Omni-Path is the result of IP acquisitions Intel made in the interconnect space. More or less, this is Intel’s answer to Infiniband. We will have more on Omni-Path very soon. One Knights Landing variant will have on-package (not on-die) Omni-Path. The asterisks around PCIe mean that there is a seperate die using a very low power PCIe like signaling standard. Intel can use lower power PCIe because it is such a short distance and on a known short PCB run. This is the equivalent to if today NVIDIA had a GPU with on-board Mellanox 100Gb dual port Infiniband controller on the same package.
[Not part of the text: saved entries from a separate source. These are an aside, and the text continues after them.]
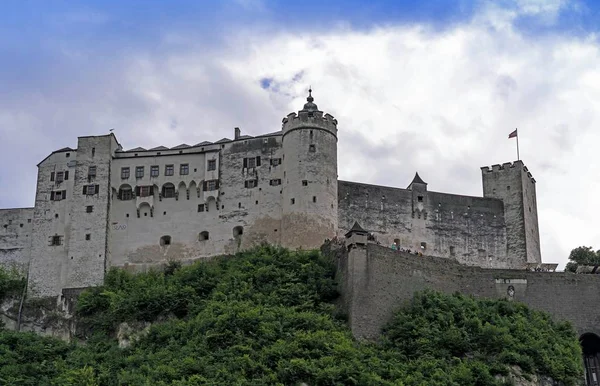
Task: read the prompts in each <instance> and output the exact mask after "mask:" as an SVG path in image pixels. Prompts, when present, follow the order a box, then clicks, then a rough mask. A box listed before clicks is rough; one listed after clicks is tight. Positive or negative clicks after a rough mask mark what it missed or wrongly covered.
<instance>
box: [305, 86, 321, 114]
mask: <svg viewBox="0 0 600 386" xmlns="http://www.w3.org/2000/svg"><path fill="white" fill-rule="evenodd" d="M314 100H315V98H313V97H312V87H309V89H308V98H306V102H307V103H305V104H304V108H303V109H302V111H319V108H318V107H317V105H316V104H314V103H313V102H314Z"/></svg>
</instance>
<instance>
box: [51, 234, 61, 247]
mask: <svg viewBox="0 0 600 386" xmlns="http://www.w3.org/2000/svg"><path fill="white" fill-rule="evenodd" d="M61 241H62V240H61V237H60V236H52V245H53V246H56V245H61V244H62V243H61Z"/></svg>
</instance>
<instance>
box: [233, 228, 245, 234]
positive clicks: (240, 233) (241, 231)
mask: <svg viewBox="0 0 600 386" xmlns="http://www.w3.org/2000/svg"><path fill="white" fill-rule="evenodd" d="M243 234H244V227H242V226H236V227H233V237H239V236H241V235H243Z"/></svg>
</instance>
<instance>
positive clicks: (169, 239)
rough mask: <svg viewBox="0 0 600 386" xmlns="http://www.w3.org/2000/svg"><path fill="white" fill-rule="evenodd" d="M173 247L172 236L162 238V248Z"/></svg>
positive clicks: (162, 237) (163, 237)
mask: <svg viewBox="0 0 600 386" xmlns="http://www.w3.org/2000/svg"><path fill="white" fill-rule="evenodd" d="M165 245H171V236H163V237H161V238H160V246H161V247H164V246H165Z"/></svg>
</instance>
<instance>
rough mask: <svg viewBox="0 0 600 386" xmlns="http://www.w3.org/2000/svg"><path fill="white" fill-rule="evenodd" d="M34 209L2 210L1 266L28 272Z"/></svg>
mask: <svg viewBox="0 0 600 386" xmlns="http://www.w3.org/2000/svg"><path fill="white" fill-rule="evenodd" d="M32 228H33V208H15V209H0V266H3V267H5V268H7V269H17V270H18V271H19V272H20V273H22V274H25V273H26V272H27V265H28V263H29V257H30V253H31V231H32Z"/></svg>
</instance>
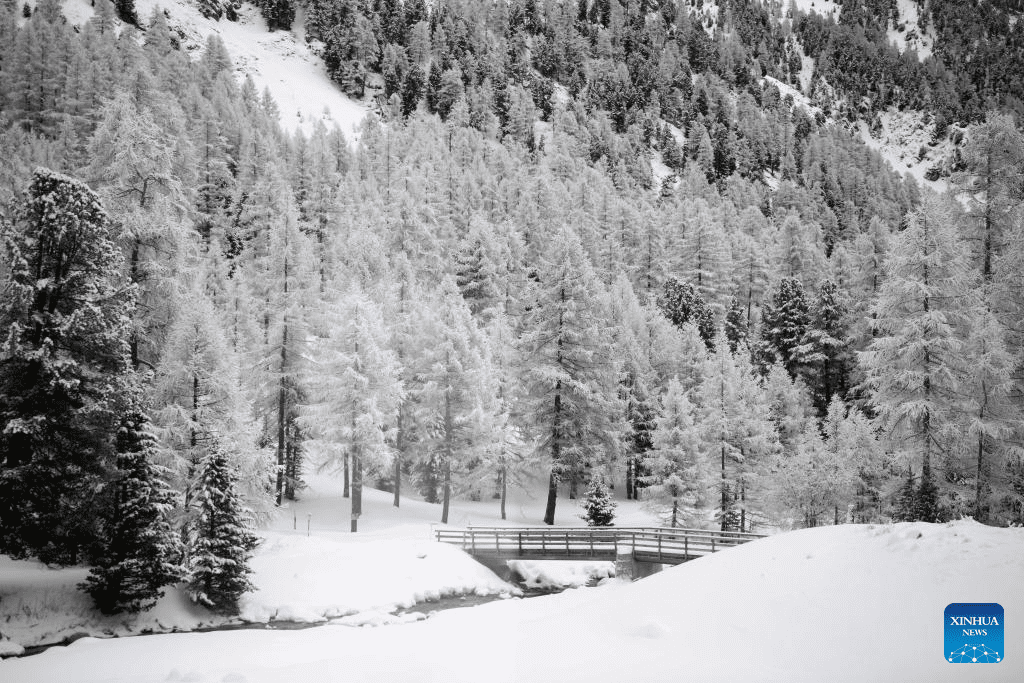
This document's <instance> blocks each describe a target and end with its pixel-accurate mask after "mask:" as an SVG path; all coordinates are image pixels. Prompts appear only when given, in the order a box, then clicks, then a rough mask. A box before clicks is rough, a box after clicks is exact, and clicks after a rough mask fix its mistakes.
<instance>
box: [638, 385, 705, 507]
mask: <svg viewBox="0 0 1024 683" xmlns="http://www.w3.org/2000/svg"><path fill="white" fill-rule="evenodd" d="M695 413H696V409H695V408H694V405H693V404H692V403H691V402H690V400H689V398H687V396H686V391H685V390H684V389H683V386H682V385H681V384H680V383H679V381H678V380H676V379H672V380H670V381H669V386H668V390H667V391H666V393H665V395H664V396H663V397H662V410H660V413H659V415H658V416H657V418H656V419H655V425H656V426H655V428H654V433H653V435H652V441H653V444H652V446H653V447H652V449H651V451H650V452H649V454H647V457H646V458H645V460H644V467H645V468H646V469H647V471H648V472H649V474H647V476H646V483H647V484H648V488H647V492H648V496H649V500H651V501H652V502H653V503H654V504H655V505H656V506H657V511H658V514H659V516H660V517H662V518H663V519H667V520H669V521H670V524H671V525H672V526H673V527H676V526H701V525H702V524H701V522H703V519H702V515H701V514H700V511H701V509H703V508H705V507H706V506H707V504H708V503H709V502H710V501H711V500H712V486H713V482H714V479H713V477H712V471H711V462H710V461H709V459H708V455H707V453H706V452H705V451H703V447H705V442H703V439H702V438H701V435H700V429H699V427H698V426H697V425H696V423H695V420H694V417H695ZM670 504H671V511H669V512H667V508H668V507H669V506H670Z"/></svg>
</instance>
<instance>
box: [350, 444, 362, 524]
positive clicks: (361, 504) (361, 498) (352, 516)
mask: <svg viewBox="0 0 1024 683" xmlns="http://www.w3.org/2000/svg"><path fill="white" fill-rule="evenodd" d="M361 514H362V463H360V462H359V451H358V449H357V447H353V449H352V532H353V533H354V532H355V531H357V530H359V515H361Z"/></svg>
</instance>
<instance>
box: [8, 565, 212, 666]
mask: <svg viewBox="0 0 1024 683" xmlns="http://www.w3.org/2000/svg"><path fill="white" fill-rule="evenodd" d="M88 573H89V570H88V569H86V568H83V567H69V568H59V569H58V568H50V567H47V566H46V565H45V564H43V563H41V562H37V561H33V560H12V559H10V558H9V557H6V556H4V555H0V656H2V655H7V654H14V653H18V652H17V650H19V649H20V648H22V646H29V645H38V644H40V643H55V642H60V641H62V640H65V639H67V638H70V637H72V636H76V635H81V634H103V635H118V636H121V635H131V634H138V633H145V632H164V631H174V630H190V629H196V628H200V627H204V626H211V625H215V624H219V623H222V622H223V621H224V620H223V618H222V617H218V616H216V615H214V614H211V613H210V612H208V611H207V610H206V609H204V608H202V607H198V606H196V605H194V604H191V603H190V602H189V601H188V599H187V598H186V597H185V596H184V595H183V594H182V593H181V592H180V591H177V590H174V589H168V590H167V591H166V594H165V596H164V597H163V598H162V599H161V600H160V601H159V602H158V603H157V606H156V607H154V608H153V609H151V610H150V611H145V612H141V613H139V614H119V615H115V616H106V615H104V614H101V613H99V612H98V611H96V609H95V608H94V607H93V606H92V601H91V599H90V598H89V596H88V595H87V594H85V593H83V592H82V591H80V590H78V588H77V585H78V584H79V583H81V582H83V581H85V578H86V577H87V575H88ZM5 639H6V640H5ZM0 679H2V677H0Z"/></svg>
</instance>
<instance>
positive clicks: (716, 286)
mask: <svg viewBox="0 0 1024 683" xmlns="http://www.w3.org/2000/svg"><path fill="white" fill-rule="evenodd" d="M681 212H682V214H683V215H685V216H687V221H686V222H687V225H686V232H685V236H684V238H683V244H682V245H681V246H682V254H683V261H682V263H681V272H682V274H683V280H684V281H685V282H687V283H691V284H692V285H693V287H694V288H695V290H696V292H697V293H698V294H699V295H700V298H701V299H702V300H703V301H705V302H707V305H708V310H709V313H710V315H711V318H712V321H715V322H721V321H722V318H723V317H724V316H725V310H726V306H727V305H728V296H729V292H731V291H732V282H731V281H732V271H733V263H732V255H731V253H730V251H729V246H728V244H727V242H726V234H725V228H724V226H723V225H722V218H721V212H720V211H719V210H716V209H713V208H712V207H710V206H709V205H708V202H706V201H705V200H702V199H696V200H693V201H692V202H684V203H683V206H682V207H681ZM698 326H699V324H698Z"/></svg>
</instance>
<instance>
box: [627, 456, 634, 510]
mask: <svg viewBox="0 0 1024 683" xmlns="http://www.w3.org/2000/svg"><path fill="white" fill-rule="evenodd" d="M635 468H636V456H635V455H633V454H630V455H628V456H627V457H626V500H627V501H632V500H633V495H634V494H633V492H634V487H633V477H634V474H635Z"/></svg>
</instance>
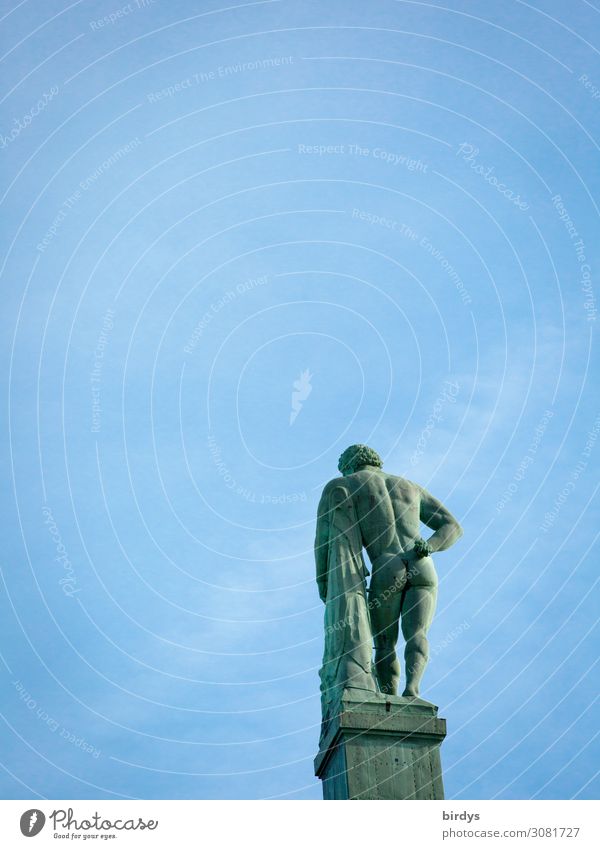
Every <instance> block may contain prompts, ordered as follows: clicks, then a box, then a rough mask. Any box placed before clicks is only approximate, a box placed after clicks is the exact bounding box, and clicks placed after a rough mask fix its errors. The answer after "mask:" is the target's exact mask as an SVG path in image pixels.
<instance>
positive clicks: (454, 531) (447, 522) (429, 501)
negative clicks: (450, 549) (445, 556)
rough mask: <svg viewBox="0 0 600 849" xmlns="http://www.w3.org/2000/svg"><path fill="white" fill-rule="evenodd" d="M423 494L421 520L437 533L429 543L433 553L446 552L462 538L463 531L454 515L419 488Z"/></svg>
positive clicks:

Of course, Omni-Path has some interesting advantages but the integration is awesome when one remembers KNL can have its own DDR4 and run independent of a host Xeon E5 PCIe bus. Essentially we have three flavors: PCIe card based KNL for legacy deployments/ upgrades. A KNL with Omni-Path if you buy into the Omni-Path ecosystem and future. This is a standalone node in a system essentially. Finally the KNL standalone (self boot) option with PCIe. Although Intel probably does not want to advertise it as such, this is the option if you want to add Mellanox Infiniband adapters or (maybe) some sort of Ethernet adapter as part of your fabric.
Last but not least performance. Intel is very careful how they show figures but essentially 200w TDP KNL Xeon Phi is going to be faster in most highly parallel/ floating point operations than dual Xeon E5 processors with a combined TDP of 290w. Better performance per watt is frankly expected, otherwise we would not see the near ubiquity of GPU/ MIC compute in HPC these days.
First question – will we be trying to run Linux-Bench on this? Of course! In fact, if Intel’s binary compatible claims are true, it should just work. If you have ever tried porting x86 code to CUDA or ARM, code portability from a Xeon E5 system to a Xeon Phi is a big deal. If code indeed runs and then the task is then optimizing, that means your effective utilization of the system from day 1 is much higher. On the other hand, GPU compute took off over the past few years. As a result, Intel needs a really solid product now to stop losses to GPU vendors. Knights Landing will be a step in the correct direction. Time will tell how well KNL hits the mark. The integration with Omni-Path is interesting as is our first glimpse of a 6 channel DDR4 memory interface we will likely see in the not-to-distant Xeon E5 family.